"Je reste concentré"

Voir le site Téléfoot

'Je reste concentré'
Par DPPI|Ecrit pour TF1|2009-09-03T16:22:04.000Z, mis à jour 2009-09-03T16:22:04.000Z

A deux jours de France-Roumanie, samedi, Sébastien Squillaci ne se prend "pas la tête" pour savoir s'il allait jouer ou pas en défense centrale. Aux côtés de William Gallas, le Sévillan apparaît en concurrence avec Julien Escudé, son coéquipier en club.

SEBASTIEN SQUILLACI, que pensez-vous de tous ces changements incessants en défense centrale ?
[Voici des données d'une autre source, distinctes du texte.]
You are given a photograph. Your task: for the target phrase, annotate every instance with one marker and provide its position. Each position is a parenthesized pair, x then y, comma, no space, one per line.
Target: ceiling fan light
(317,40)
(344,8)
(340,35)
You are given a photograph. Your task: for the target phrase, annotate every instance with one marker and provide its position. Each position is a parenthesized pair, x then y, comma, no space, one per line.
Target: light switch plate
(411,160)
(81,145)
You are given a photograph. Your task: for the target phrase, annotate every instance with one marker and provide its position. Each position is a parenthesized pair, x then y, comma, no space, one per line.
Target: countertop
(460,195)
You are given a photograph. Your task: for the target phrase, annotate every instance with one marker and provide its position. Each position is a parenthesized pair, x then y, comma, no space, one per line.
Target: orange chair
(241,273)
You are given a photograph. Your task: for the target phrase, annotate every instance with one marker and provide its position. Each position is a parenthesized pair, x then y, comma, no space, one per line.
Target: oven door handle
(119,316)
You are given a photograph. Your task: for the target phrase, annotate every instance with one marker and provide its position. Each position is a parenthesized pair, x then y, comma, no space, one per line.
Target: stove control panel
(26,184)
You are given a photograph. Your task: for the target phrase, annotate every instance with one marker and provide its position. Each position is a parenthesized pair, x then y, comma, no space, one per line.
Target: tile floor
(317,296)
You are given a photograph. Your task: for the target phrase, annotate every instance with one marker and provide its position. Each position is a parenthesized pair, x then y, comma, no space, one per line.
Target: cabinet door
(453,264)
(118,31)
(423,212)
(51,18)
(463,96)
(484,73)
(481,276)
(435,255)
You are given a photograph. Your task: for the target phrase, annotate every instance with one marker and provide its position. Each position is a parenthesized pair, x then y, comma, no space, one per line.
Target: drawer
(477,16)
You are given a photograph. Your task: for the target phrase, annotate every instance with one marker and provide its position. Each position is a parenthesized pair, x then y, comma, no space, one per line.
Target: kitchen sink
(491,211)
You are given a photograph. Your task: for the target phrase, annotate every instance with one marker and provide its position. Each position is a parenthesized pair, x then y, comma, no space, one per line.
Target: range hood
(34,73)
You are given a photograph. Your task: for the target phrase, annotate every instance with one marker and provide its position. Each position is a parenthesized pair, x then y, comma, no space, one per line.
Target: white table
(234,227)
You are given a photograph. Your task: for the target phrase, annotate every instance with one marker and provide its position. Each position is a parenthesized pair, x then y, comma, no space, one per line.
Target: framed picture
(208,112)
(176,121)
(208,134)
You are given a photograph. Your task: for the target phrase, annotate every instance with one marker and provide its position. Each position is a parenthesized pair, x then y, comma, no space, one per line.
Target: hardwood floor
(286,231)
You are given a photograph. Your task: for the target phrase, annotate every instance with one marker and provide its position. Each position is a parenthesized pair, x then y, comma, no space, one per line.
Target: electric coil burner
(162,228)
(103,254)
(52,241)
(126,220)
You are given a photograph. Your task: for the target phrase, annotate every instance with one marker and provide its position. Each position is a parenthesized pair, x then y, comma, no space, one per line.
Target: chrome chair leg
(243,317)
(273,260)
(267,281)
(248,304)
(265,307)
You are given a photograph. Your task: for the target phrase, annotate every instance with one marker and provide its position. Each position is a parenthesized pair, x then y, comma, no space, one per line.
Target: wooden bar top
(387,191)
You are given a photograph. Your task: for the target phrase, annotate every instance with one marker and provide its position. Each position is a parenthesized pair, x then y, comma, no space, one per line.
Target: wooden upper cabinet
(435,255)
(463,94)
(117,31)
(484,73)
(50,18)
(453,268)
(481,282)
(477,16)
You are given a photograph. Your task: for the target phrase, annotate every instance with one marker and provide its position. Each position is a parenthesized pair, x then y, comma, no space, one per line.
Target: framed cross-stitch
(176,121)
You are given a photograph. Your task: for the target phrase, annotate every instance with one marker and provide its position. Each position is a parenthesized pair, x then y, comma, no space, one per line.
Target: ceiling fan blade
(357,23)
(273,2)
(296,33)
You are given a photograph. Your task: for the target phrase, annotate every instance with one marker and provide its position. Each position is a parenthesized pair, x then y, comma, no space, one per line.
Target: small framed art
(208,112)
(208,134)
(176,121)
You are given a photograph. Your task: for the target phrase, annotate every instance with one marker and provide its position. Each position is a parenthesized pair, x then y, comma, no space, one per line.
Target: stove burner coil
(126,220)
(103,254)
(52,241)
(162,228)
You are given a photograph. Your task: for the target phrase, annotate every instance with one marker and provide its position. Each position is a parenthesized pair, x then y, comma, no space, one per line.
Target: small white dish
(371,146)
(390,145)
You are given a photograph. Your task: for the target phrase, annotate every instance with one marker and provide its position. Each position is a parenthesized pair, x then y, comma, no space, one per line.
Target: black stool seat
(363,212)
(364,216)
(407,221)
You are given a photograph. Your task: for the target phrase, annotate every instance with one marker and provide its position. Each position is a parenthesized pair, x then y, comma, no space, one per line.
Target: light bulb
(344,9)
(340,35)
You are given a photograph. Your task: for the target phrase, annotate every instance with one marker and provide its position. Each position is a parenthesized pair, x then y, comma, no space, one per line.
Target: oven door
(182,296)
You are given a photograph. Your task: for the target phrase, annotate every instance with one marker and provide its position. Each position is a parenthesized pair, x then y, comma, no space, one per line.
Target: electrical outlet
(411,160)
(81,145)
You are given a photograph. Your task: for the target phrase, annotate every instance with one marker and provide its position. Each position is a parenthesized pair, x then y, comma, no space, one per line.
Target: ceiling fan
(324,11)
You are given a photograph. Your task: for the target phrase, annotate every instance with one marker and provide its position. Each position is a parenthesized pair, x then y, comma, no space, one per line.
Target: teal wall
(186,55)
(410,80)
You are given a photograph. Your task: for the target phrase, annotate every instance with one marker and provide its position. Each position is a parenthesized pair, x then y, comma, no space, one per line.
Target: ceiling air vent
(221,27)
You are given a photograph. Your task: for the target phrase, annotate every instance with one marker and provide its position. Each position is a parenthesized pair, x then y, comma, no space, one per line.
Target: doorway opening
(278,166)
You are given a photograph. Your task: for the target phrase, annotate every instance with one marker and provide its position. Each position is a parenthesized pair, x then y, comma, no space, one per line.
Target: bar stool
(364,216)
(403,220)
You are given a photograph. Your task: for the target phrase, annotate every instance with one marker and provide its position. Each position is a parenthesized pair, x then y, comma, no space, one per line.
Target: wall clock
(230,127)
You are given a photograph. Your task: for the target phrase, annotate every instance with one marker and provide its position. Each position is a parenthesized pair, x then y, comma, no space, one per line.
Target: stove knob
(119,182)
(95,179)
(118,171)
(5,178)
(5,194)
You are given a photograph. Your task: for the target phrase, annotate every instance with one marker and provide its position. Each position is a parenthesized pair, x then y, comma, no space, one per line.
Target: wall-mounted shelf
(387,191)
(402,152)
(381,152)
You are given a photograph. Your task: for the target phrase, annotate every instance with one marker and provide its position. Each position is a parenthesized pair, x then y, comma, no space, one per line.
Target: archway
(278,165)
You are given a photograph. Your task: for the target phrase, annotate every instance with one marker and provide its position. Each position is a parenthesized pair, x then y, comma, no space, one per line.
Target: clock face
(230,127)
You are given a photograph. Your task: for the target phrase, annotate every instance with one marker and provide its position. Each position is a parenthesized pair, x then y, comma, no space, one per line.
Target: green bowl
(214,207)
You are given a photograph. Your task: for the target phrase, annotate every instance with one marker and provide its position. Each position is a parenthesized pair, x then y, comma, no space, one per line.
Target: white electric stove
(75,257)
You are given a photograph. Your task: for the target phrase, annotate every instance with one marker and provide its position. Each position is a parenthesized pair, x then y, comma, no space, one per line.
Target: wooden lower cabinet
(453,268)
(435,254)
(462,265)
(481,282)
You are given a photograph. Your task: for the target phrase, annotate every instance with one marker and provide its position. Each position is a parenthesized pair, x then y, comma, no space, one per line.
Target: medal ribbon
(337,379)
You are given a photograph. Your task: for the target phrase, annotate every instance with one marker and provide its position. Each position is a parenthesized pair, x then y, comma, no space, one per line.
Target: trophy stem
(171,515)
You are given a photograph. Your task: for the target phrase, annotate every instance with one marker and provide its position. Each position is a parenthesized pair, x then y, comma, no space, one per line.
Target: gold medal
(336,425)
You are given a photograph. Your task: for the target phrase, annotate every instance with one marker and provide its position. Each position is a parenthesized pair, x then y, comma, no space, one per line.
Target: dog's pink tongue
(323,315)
S.S. : C'est toujours mieux d'avoir des automatismes, c'est l'idéal. Mais, après, c'est bien d'avoir aussi des joueurs qui ne sont pas titulaires mais qui peuvent être efficaces. On a vu qu'il y avait souvent des blessures dans ce secteur. Pour mon cas, je reste un joueur, c'est mon coach qui décide, j'essaie de donner le maximum. William (Gallas) est titulaire et derrière lui, il y a de la concurrence, avec des joueurs de qualité, qui jouent bien en club, en Ligue des champions. Je me prépare toujours comme si j'allais débuter et je reste concentré, sans me prendre la tête pour savoir si je vais jouer ou pas jouer.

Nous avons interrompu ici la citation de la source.